- Location: Georgia
- Nearest city: Rustavi
- Coordinates: 41°27′11″N 45°01′21″E﻿ / ﻿41.45306°N 45.02250°E
- Area: 34.84 km^{2} (13.45 sq mi)
- Established: 1996
- Governing body: Agency of Protected Areas
- Website: Tbilisi National Park Administration

= Gardabani Managed Reserve =

Protected nature area in Georgia

Gardabani Managed Reserve (გარდაბნის აღკვეთილი) is a protected area in Gardabani Municipality and Marneuli Municipality in Kvemo Kartli region of Georgia. Reserve is located on the left bank of Mtkvari river near the Azerbaijan border at a distance of 39 km from Tbilisi. It protects floodplain forest groves as well as local fauna.
It has been considered to be included into Ramsar Convention list of Wetlands of international importance.
Gardabani Managed Reserve is part of the Georgian protected areas system which also includes Tbilisi National Park, Saguramo Range, Gldani, Martqopi, Gulele.

Reserve offers opportunities for bird watching, animal watching and botanical and ecological tours.

== History ==
Reserve resides in historical region of Kakheti. On Iori Plateau near the Gardabani Managed Reserve numerous archaeological sites of past settlements has been discovered dated back from the Eneolithic period to Early Iron Age. Most prominent cultural monument in this area, the David Gareja monastery complex, is located across the border in the territory of Azerbaijan.

== Flora ==
Reserve floodplain forest main specimens of trees are gray poplar (Populus × canescens), black poplar (Populus nigra), white willow (Salix alba), aspen (Populus tremula), long stalk oak (Quercus longipes), Wych elm (Ulmus glabra) and field elm (Ulmus minor). Shrubs are represented by hawthorn Crataegus heterophylla, tamarisk, cornel (Cornus mas), elder (Sambucus), and butcher's broom (Ruscus aculeatus). Floodplain forest also has variety of lianas such as Clematis, silk vine (Periploca graeca) and common hop (Humulus lupulus). Forest quickly transition into steppe primarily grown with nipplewort (Lapsana).

== Fauna ==
The kingdom of vertebrates is represented in reserve and Mtkvari River by 21 species of fishes, 4 species of amphibians, 4 species of reptiles, 135 species of birds and 26 species of mammals.
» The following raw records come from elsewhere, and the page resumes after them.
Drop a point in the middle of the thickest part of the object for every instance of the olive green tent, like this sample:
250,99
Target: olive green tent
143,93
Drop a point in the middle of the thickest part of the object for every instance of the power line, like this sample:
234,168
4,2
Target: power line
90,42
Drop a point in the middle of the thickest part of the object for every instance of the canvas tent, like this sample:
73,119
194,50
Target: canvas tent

Included into Red List of Georgia is red deer (Cervus elaphus). There are also specimens of other mammals such as wild boar, hare, jackal, red fox, jungle cat, badger, and marten.

Included into Red List of Georgia are species of birds: white-tailed eagle (Haliaeetus albicilla), eastern imperial eagle (Aquila heliaca), Egyptian vulture (Neophron percnopterus), greater spotted eagle (Aquila clanga), Levant sparrowhawk (Accipiter brevipes) and saker falcon (Falco cherrug).
There are also specimens of hoopoe, magpie, common blackbird (Turdus merula), chaffinch, European goldfinch (Carduelis carduelis) and nightingale.

Included into Red List of Georgia are species of fish: Wels catfishes (Silurus glanis), Black Sea roach (Rutilus frisii) and Aral spined loach (Sabanejewia aurata). There are also silver bream (Blicca bjoerkna transcaucasica) and many carps (Cyprinus carpio), common breams (Abramis brama), Caucasian goby (Ponticola constructor), and common barbel (Barbus barbus).

Reptiles represented by several species of lizards and by Greek tortoises, and also variety of snakes: vipers, grass snakes, and four-lined snake (Elaphe quatuorlineata).